Swallowing, like all other bodily functions, undergoes a natural ageing process, so that swallowing disorders become more likely with age (presbyphagia). In addition, older people are more likely to suffer from disorders that may cause difficulty in swallowing, or take medicines that increase their difficulty of swallowing. Older people do not have the same reserves when swallowing as younger people. While a young person can drink a glass of water in a headstand, it is no longer possible for older people to eat on the sofa without choking. Older people should sit upright while eating, with their feet on the ground. They should concentrate on the food and not talk at the same time and they often have to swallow vigorously or wash down the food with a glass of water. In elderly people should be ensured that the teeth are repaired or in case of a denture, its firm positioning is assured, so that the food can be chewed well. At best, even an adjustment of the consistency of the food is necessary. Dry, fibrous foods (such as chewy meat), but also foods of mixed consistency (e.g. fruit salad in syrup) or whole-grain products with small seeds are difficult to chew and swallow. Also problematic are certain tablets, which should be ground or taken with liquid.

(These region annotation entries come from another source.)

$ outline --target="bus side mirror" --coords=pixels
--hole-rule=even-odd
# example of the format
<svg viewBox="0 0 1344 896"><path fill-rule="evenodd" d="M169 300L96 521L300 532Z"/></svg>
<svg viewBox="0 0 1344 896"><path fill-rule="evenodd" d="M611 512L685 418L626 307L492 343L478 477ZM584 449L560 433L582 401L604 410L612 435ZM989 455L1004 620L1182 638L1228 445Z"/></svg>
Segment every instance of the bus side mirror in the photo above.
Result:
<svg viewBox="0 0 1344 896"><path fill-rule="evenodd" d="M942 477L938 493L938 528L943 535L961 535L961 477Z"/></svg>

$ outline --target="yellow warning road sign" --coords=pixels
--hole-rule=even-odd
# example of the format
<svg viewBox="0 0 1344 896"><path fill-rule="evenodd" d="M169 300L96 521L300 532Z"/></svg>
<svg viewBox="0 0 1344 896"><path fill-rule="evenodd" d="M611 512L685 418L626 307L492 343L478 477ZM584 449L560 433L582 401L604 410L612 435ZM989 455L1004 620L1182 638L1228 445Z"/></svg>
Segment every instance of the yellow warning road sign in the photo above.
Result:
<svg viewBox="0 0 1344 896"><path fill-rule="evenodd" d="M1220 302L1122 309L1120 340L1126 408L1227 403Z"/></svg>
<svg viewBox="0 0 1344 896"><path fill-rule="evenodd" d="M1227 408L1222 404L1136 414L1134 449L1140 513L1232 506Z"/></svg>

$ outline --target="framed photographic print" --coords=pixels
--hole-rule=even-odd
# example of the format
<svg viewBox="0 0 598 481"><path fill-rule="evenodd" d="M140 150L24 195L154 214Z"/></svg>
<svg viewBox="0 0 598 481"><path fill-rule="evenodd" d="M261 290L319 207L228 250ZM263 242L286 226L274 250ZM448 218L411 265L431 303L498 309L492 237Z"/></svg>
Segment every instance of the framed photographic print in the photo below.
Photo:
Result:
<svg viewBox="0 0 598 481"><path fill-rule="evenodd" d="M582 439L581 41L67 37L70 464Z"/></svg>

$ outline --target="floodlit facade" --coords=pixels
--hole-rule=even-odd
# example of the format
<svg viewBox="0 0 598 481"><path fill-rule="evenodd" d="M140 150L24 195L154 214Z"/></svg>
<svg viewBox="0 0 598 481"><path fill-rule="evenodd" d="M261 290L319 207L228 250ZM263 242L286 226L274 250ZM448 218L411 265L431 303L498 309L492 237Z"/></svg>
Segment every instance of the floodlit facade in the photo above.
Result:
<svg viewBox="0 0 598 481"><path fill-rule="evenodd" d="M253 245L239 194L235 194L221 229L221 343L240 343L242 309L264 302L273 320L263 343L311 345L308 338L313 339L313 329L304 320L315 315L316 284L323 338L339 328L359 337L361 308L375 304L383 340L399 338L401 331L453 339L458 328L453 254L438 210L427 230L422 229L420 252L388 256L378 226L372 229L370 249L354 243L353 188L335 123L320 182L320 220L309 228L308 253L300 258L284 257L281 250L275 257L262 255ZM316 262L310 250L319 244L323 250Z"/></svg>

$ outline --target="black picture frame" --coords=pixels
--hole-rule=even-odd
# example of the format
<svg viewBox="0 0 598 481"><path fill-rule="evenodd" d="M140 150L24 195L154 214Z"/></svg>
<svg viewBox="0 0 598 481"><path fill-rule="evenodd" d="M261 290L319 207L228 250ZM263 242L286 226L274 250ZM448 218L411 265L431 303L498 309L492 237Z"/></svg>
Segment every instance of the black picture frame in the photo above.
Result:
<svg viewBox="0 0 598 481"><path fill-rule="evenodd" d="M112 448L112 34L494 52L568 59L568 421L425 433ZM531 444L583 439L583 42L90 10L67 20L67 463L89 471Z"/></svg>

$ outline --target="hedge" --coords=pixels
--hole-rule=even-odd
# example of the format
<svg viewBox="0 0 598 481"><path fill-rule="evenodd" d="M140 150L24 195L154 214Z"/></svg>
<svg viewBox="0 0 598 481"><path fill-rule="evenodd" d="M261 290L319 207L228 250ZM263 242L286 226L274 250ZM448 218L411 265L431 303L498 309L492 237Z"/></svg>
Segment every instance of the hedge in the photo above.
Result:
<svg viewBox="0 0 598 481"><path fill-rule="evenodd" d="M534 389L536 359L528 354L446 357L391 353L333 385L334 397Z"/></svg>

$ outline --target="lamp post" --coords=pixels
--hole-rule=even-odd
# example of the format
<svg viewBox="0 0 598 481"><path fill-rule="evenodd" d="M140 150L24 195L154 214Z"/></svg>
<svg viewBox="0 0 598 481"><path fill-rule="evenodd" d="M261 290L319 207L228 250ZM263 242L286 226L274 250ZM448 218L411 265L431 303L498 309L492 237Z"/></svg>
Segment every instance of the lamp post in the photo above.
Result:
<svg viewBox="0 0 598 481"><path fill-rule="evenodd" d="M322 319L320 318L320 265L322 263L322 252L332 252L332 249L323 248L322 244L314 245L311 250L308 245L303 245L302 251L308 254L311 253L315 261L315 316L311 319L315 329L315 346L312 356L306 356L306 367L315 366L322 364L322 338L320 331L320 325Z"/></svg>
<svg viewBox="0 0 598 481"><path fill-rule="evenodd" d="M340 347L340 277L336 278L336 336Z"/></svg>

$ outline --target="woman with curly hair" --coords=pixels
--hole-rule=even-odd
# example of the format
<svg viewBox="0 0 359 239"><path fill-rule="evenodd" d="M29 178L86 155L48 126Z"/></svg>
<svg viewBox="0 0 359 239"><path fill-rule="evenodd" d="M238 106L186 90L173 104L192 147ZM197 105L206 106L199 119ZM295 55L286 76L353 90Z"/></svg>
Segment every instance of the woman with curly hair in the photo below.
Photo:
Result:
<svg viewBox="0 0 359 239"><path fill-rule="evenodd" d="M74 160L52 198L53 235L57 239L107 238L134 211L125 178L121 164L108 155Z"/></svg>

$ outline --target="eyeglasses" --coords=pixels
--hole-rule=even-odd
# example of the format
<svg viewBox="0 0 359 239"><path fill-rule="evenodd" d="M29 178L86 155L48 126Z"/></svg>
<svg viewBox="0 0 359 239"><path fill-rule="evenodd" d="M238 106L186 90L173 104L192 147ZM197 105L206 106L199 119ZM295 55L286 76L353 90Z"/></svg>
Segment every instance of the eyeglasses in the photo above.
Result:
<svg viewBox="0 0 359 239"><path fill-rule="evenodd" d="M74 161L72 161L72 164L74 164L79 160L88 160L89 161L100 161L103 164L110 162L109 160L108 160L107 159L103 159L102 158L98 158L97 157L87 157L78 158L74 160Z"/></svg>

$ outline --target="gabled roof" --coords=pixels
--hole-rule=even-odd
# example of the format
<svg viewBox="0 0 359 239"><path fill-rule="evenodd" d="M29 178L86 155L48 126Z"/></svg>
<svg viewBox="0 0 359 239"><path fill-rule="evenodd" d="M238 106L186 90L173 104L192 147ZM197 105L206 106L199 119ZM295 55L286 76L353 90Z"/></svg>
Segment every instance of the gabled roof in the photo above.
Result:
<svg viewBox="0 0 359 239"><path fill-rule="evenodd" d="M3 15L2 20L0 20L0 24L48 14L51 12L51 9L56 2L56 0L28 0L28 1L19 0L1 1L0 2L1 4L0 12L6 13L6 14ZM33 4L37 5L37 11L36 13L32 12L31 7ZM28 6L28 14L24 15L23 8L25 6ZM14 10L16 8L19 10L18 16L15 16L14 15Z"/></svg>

At the beginning of each swallowing examination in our surgery is the conversation, which already gives indications as to whether it is a severe swallowing disorder or “only” a “difficult” swallowing. Unwanted weight loss or persistent pneumonia can indicate a serious swallowing problem. In this case, it must be clarified exactly whether a portion of the food penetrates the respiratory tract unnoticedly (silent aspiration). A swallowing examination involves not only the normal ear, nose and throat examination, but also a special swallowing examination, in which the swallowing act of swallowing different consistencies can be observed by means of a flexible optic device (fibre optic endoscopic evaluation of swallowing, FEES). Sometimes additional dynamic x-ray examinations of the swallowing process and possibly a check-up by a gastrointestinal specialist are needed. At the end of each swallowing examination counselling takes place on behavioural measures for swallowing and in cases of severe dysphagia swallowing therapy with a specially trained speech therapist.
Respiratory distress (dyspnoea), vocal cord dysfunction (VCD)
A blockage of the airways, especially in the area of the pharynx and the larynx, should be regarded as an absolute and urgent emergency situation. Almost always during inhalation one hears a noise (inspiratory stridor), which is caused by the bottleneck, also sometimes with the exhalation (for example pseudocroup). In acute dyspnoea with stridor, an emergency department should be consulted immediately.
But there are also respiratory distress attacks, which are due to a dysfunction in the larynx (vocal cord dysfunction, VCD). They are very distressing for the patient, but never cause suffocation. Often, the attack is preceded by a coughing fit and patients are screened for lung disease, particularly asthma, without any conspicuous findings. In these cases, coaching combined with respiratory therapy and supportive medication can relieve the discomfort.